After ordering a triple mocha frappe with half a banana and a scoop of matcha blended in (you have to take advantage of the free reward for all its worth!), I sat down to work. I decided the first Starbucks was too noisy, so I ended up heading to a different one after about an hour, where I continued working for another hour or so. Then I headed off to my actual job/internship, feeling pretty decent about what I’d accomplished in my day so far.
After a rather long day at work and my sugary start to the morning, I was ready for a good dinner. Working from my farmer’s market picks of kale and tomatoes, as well as my supermarket supplementary selections of eggs, a pepper and some mushrooms, I decided to make a frittata! I hadn’t ever made one before, so I was a tad nervous, and quite excited.
See recipe below for details. Basically, I chopped up a bunch of vegetable – kale, peppers, and mushrooms – sautéed those with garlic and basil, add that to a mixture of beaten eggs, and cooked it up into a frittata! Not too challenging, and delicious – both warm and fresh that evening, and cold for lunch the next day. And so pretty and colorful!

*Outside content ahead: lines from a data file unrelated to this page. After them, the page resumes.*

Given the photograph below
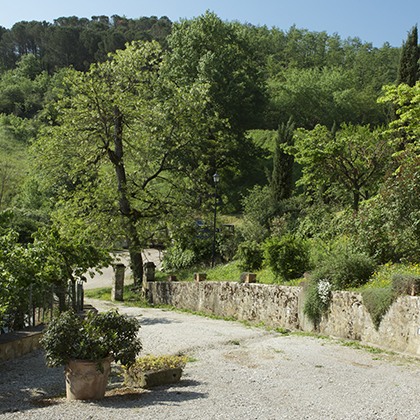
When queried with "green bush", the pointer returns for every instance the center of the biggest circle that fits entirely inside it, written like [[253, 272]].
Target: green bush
[[405, 284], [345, 270], [338, 272], [250, 256], [287, 257], [377, 301], [177, 259], [317, 299]]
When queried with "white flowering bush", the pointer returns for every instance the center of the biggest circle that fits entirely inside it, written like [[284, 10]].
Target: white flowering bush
[[324, 291]]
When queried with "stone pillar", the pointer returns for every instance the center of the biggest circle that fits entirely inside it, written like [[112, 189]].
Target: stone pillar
[[148, 275], [248, 278], [117, 291], [149, 271], [200, 276]]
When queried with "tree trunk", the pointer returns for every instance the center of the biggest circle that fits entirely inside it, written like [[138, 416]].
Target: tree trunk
[[129, 215]]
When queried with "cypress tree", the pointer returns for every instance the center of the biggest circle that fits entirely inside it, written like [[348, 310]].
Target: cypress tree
[[409, 71], [281, 182]]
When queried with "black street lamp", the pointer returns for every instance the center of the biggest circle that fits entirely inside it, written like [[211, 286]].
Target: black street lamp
[[216, 179]]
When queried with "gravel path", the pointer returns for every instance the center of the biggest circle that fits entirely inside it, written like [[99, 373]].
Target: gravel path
[[238, 372]]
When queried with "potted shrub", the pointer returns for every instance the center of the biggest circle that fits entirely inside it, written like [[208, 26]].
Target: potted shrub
[[149, 371], [86, 347]]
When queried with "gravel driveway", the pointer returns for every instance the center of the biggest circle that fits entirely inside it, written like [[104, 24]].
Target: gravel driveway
[[237, 372]]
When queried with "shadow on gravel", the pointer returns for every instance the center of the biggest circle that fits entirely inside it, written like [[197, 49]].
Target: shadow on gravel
[[156, 321], [161, 395]]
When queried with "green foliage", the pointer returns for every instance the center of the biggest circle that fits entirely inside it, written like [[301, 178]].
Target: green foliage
[[405, 284], [176, 258], [386, 227], [378, 301], [404, 130], [408, 71], [281, 180], [250, 256], [107, 334], [389, 282], [316, 304], [345, 270], [287, 257], [339, 271], [347, 165]]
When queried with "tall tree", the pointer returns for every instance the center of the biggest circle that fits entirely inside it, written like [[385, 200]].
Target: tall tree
[[346, 166], [122, 148], [408, 71], [281, 181], [209, 50]]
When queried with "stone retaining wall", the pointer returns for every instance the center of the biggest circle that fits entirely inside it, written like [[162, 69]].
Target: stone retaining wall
[[281, 307], [16, 344]]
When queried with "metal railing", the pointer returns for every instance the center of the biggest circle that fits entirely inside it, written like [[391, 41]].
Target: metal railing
[[40, 303]]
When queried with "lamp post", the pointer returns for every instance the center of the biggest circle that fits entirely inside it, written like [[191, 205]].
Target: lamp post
[[216, 179]]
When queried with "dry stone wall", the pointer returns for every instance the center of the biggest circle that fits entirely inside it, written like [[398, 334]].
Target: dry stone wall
[[282, 307]]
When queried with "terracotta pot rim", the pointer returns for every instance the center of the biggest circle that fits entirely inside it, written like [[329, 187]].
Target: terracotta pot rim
[[87, 361]]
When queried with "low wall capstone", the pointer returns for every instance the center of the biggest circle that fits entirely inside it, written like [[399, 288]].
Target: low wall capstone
[[282, 307]]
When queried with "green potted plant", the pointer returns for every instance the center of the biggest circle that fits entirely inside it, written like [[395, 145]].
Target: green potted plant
[[149, 371], [87, 346]]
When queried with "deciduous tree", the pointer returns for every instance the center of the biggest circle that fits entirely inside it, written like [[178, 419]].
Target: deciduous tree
[[122, 149]]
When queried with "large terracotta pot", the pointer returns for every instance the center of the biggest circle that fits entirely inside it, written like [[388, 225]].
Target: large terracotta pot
[[86, 380]]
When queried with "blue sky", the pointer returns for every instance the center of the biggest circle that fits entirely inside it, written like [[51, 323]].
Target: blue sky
[[375, 21]]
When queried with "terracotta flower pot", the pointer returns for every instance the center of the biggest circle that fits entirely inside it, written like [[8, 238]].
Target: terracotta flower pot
[[86, 380]]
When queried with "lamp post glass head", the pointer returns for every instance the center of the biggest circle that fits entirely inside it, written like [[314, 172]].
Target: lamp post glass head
[[216, 178]]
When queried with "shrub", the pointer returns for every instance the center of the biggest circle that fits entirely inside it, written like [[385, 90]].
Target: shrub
[[377, 301], [346, 270], [338, 272], [389, 282], [177, 259], [250, 256], [405, 284], [317, 299], [287, 257]]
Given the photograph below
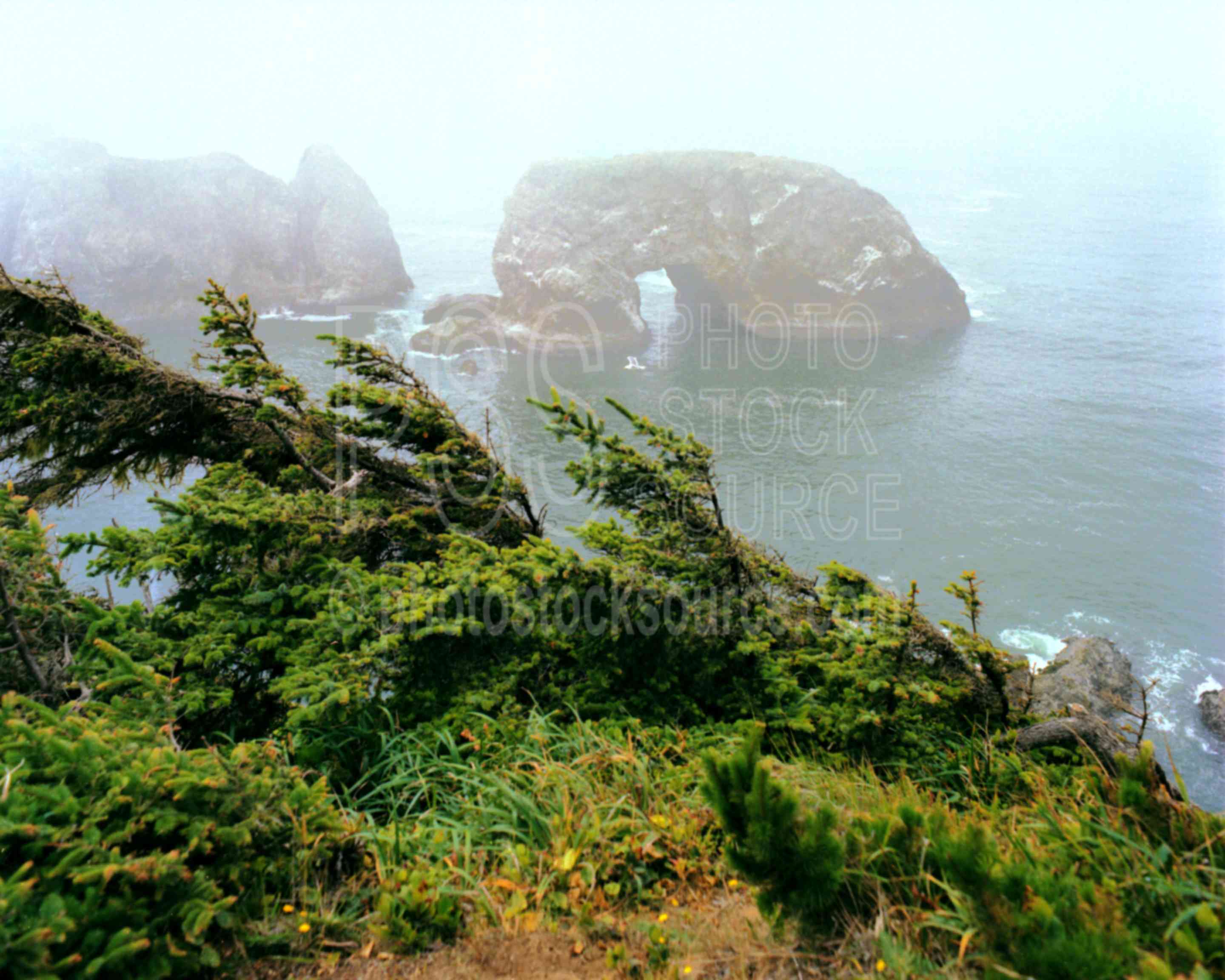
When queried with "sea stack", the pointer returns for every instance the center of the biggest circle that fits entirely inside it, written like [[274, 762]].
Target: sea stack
[[733, 230]]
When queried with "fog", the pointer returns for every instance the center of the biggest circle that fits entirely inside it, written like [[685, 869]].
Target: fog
[[442, 106]]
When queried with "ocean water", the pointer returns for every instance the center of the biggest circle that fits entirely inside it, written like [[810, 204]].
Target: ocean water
[[1068, 444]]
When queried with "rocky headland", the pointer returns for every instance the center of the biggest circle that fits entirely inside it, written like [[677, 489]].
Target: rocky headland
[[140, 238]]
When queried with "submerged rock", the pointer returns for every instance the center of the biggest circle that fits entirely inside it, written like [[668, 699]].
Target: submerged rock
[[1212, 712], [141, 238], [473, 305], [1089, 672], [459, 335], [728, 228]]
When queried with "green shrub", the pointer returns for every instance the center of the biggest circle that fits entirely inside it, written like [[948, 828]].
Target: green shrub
[[416, 908], [1096, 883], [122, 855]]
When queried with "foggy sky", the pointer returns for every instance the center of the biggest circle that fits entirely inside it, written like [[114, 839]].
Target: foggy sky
[[443, 106]]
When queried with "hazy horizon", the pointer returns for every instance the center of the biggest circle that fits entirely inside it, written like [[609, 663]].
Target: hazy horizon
[[443, 113]]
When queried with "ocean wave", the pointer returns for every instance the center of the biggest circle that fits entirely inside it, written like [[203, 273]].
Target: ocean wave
[[1039, 648], [281, 313], [1206, 685]]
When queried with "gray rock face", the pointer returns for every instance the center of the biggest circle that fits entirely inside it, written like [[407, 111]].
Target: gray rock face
[[1212, 712], [728, 228], [1089, 672], [141, 238]]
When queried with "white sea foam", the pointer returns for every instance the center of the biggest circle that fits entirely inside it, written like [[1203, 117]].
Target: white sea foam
[[1039, 648], [1206, 685], [282, 313]]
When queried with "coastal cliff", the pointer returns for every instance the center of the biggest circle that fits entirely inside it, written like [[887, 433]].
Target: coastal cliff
[[141, 238]]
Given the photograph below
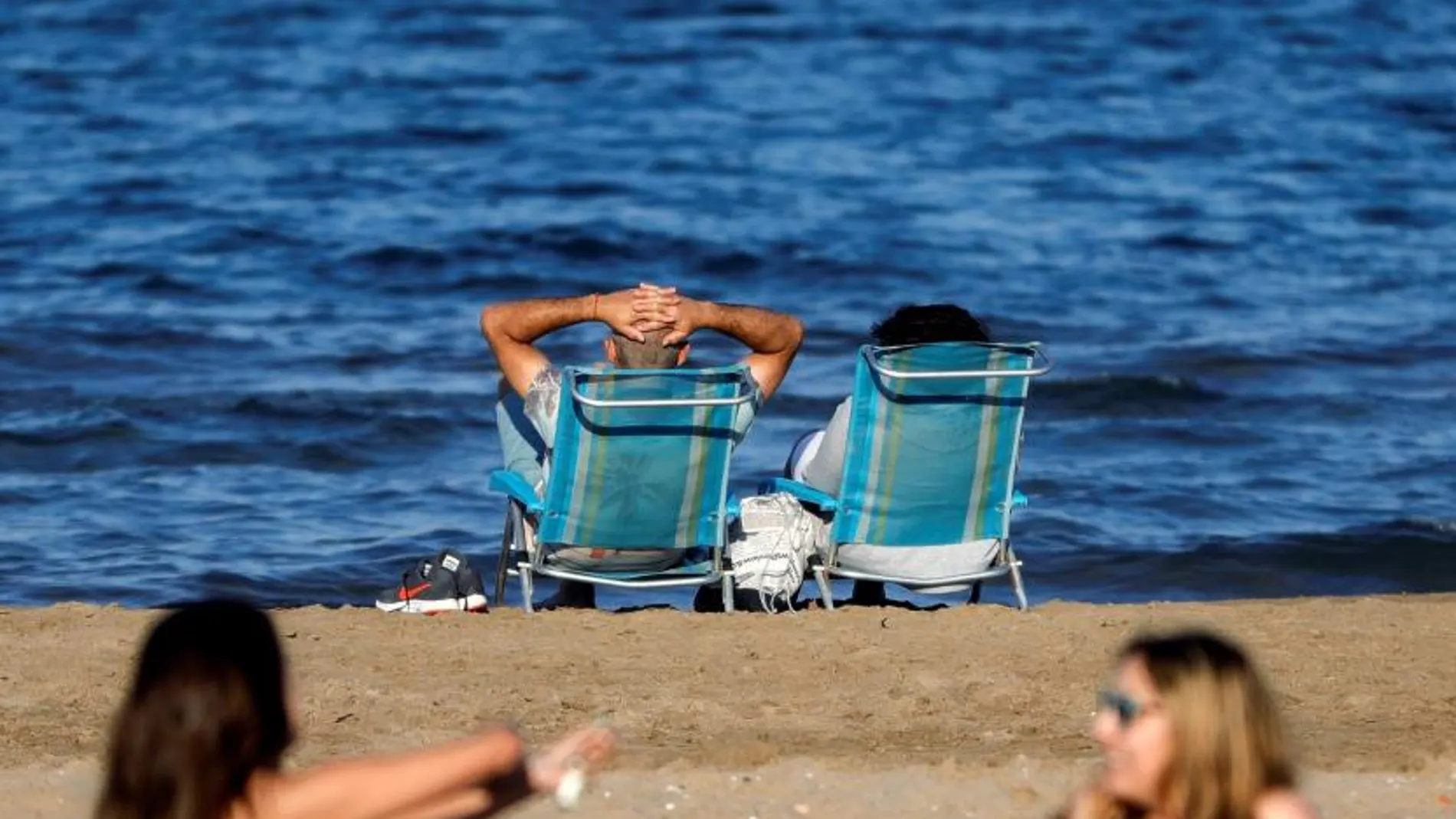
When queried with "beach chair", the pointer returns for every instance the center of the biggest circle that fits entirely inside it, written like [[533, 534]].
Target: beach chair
[[640, 463], [931, 460]]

- 1 Orange Pepper (other colors are also acceptable)
- 1 Bunch (about 6 oz) of Kale
- 2 Mushrooms
- 4-6 Basil Leaves
- 2 Cloves of Garlic
- Olive Oil
- 6 Eggs (Or 8 if you like a larger preponderance of egg)
- 1 Tomato
- Milk (optional)
- Garlic Salt
- Chop Pepper and Kale (or tear kale with your fingers)

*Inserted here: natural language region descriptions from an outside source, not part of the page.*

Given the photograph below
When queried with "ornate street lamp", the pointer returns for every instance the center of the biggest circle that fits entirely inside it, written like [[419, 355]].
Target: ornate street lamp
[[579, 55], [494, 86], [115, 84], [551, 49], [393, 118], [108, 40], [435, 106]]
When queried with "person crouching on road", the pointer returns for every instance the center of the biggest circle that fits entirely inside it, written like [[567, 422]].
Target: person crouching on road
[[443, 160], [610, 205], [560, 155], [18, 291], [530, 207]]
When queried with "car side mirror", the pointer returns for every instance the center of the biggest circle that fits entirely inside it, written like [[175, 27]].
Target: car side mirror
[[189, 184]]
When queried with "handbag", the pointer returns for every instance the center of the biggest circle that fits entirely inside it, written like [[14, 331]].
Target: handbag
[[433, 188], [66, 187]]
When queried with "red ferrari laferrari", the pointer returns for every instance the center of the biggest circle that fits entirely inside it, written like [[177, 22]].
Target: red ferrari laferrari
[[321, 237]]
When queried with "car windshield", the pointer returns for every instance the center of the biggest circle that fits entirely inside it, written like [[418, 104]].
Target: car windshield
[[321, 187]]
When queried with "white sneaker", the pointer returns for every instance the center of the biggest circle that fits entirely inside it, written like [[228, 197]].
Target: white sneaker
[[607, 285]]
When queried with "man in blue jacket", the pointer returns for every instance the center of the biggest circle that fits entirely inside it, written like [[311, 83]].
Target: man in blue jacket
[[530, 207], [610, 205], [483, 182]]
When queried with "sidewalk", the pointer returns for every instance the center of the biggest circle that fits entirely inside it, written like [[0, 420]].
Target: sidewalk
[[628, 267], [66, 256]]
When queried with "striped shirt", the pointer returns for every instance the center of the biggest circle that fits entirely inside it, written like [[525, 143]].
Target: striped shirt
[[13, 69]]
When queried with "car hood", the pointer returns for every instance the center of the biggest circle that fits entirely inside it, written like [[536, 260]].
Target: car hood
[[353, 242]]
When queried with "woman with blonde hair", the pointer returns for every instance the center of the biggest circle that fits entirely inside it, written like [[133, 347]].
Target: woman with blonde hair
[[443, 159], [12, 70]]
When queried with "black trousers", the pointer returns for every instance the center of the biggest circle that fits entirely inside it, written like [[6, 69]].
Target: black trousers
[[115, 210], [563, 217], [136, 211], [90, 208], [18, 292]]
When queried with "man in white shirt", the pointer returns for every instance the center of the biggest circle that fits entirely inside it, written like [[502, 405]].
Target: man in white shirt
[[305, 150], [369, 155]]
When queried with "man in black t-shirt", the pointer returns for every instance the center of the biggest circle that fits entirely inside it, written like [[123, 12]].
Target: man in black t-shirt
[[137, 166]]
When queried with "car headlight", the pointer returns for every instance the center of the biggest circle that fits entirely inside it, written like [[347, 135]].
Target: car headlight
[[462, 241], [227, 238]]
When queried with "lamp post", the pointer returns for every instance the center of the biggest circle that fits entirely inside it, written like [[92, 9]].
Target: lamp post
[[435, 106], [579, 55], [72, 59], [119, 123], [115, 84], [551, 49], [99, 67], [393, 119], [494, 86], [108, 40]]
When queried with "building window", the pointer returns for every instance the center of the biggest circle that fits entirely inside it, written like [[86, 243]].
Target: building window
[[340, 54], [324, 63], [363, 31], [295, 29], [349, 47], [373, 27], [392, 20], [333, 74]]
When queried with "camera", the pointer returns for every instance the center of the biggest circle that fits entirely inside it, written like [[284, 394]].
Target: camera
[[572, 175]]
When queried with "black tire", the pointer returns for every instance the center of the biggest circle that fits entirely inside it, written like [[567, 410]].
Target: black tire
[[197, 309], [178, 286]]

- Slice mushrooms and shred basil leaves
- Mince garlic
- Put all in a pan, drizzle with olive oil, and saute for several minutes (about 5). Set aside.
- Beat the eggs in a separate bowl. Add milk if desired. Chop and add tomato. Then add vegetable mixture you just sautéed. Sprinkle with garlic salt as desired.
- Get a new pan or clean and dry the one you just used.
- Put a TB or two of olive oil in pan, and heat on the stove. Drop a little egg in the pan as a test – if it sizzles and cooks right away, pour the rest in (if not wait a minute). Distribute egg mixture evenly by tilting/shaking the pan; lift edges of mixture with a spatula. Turn heat to low, cover, and cook for 10-15 minutes, shaking the pan now and then, and loosening/checking the bottom of the frittata periodically (don’t let it get too brown).
- Heat the broiler.
- Uncover the pan and place under the broiler for 1-3 minutes. Watch carefully so the top doesn’t burn!
- Remove. If the top still doesn’t look done, you can also flip the frittata and cook on the stove for a little bit longer.
- Loosen the edges and slide or flip into a platter.
- Cut into wedges and enjoy – hot or cold!
Adapted from Spinach and Red Pepper Frittata Recipe from cooking.nytimes.com.